The FTC cited “voluminous evidence” that Sheffield, 71, sought to co-ordinate production levels across the U.S. shale sector and align the industry with the Organization of Petroleum Exporting Countries, with whom he communicated extensively in private messages and dinners. The agency also cited public comments in which Sheffield advocated production discipline among American peers.

‘Predatory practices’

In an 850-word rebuttal of the FTC allegations, Pioneer defended its co-founder, citing his role in driving U.S. crude-production growth. His efforts to encourage discipline among drillers was aimed at improving investor returns and steeling the shale sector against OPEC’s “predatory practices,” the company said.

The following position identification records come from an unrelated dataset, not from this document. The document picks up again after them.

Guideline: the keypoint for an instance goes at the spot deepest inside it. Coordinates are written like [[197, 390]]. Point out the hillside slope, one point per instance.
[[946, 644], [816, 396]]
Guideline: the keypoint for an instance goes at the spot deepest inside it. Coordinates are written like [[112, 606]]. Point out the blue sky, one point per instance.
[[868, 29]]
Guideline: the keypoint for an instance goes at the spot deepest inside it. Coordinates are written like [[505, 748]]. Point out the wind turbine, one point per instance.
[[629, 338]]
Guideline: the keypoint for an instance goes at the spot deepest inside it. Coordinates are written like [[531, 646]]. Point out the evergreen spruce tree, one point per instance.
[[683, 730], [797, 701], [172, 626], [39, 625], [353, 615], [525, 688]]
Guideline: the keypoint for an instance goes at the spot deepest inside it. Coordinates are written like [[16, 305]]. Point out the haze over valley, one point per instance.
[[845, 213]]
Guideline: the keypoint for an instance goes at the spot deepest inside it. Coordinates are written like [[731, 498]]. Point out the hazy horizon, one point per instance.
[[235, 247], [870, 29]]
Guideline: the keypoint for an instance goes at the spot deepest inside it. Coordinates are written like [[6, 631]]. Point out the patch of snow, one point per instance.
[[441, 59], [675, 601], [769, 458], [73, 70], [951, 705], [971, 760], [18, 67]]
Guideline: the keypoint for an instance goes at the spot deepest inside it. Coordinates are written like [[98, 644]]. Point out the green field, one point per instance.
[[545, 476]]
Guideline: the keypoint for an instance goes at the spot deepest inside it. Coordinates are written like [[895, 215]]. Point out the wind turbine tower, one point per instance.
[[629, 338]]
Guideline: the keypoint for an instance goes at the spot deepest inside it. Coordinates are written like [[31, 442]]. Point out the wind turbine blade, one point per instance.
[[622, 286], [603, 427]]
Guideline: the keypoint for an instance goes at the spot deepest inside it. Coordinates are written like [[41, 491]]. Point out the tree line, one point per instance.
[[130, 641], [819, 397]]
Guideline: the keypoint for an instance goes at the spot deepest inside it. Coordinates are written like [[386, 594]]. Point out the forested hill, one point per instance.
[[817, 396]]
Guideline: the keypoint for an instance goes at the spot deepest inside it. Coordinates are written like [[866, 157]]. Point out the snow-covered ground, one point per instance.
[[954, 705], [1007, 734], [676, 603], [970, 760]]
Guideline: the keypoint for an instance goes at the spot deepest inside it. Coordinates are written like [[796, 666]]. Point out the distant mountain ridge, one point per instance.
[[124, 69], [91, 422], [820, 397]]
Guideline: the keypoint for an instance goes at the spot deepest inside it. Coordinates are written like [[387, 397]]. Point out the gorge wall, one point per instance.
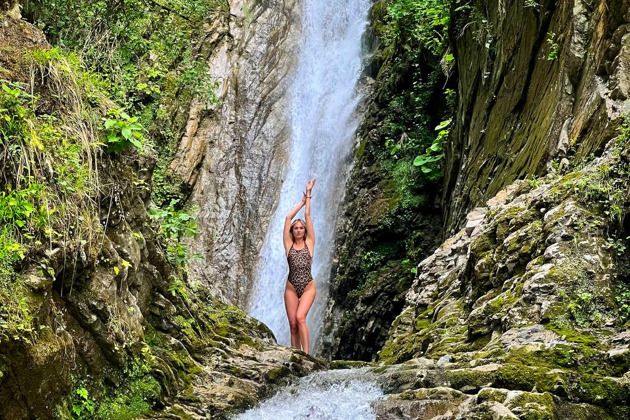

“Until today, the FTC has taken non-adversarial stances against oil industry mergers,” Jim Lucier, managing director at Capital Alpha Partners, wrote in a note to clients. “Now that stance is different. We will be on the lookout for other consent decrees, based on dubious legal theories, to be applied to oil industry mergers.”

The FTC’s decision comes agains a backdrop of hostility from Democratic lawmakers that accused oil executives of “deception and doublespeak” over climate change in an investigation in the House of Representatives this week. Liberal advocacy group Climate Power seized on the FTC move as evidence that Big Oil is “price gouging consumers so that Americans pay more at the pump even after years of record profits.”

13.1 million barrels

A positive note for the industry from the FTC ruling was its decision to define the oil market globally rather than a narrow, localized one that could have competition concerns. And on the whole, the agency hasn’t been seeking to outright block oil and gas transactions.

“The good news is, they’re not hamstringing these deals, not forcing divestments of assets, not doing anything that makes either party want to walk from a deal,” said Dan Pickering, founder of Pickering Energy Partners. “Ultimately, the deals are moving ahead pretty much as the two parties envisioned when they struck the deals.”

U.S. oil production is currently about 13.1 million barrels a day, close to record levels and 40% higher than OPEC leader Saudi Arabia. US crude output more than doubled in the past 15 years, a result of the shale-oil revolution that Sheffield helped champion.

“This is the government trying to save some face — it’s irrelevant to the whole issue of antitrust,” said Leo Mariani, managing director at Roth MKM. Through Sheffield’s 50 years in the industry, “he’s never really had issues where people thought he was engaging in anti-competitive behaviors,” Mariani said.

“So it’s silly,” he added. “This whole thing is just politics ultimately. In an election year it helps to be tough on Big Oil.”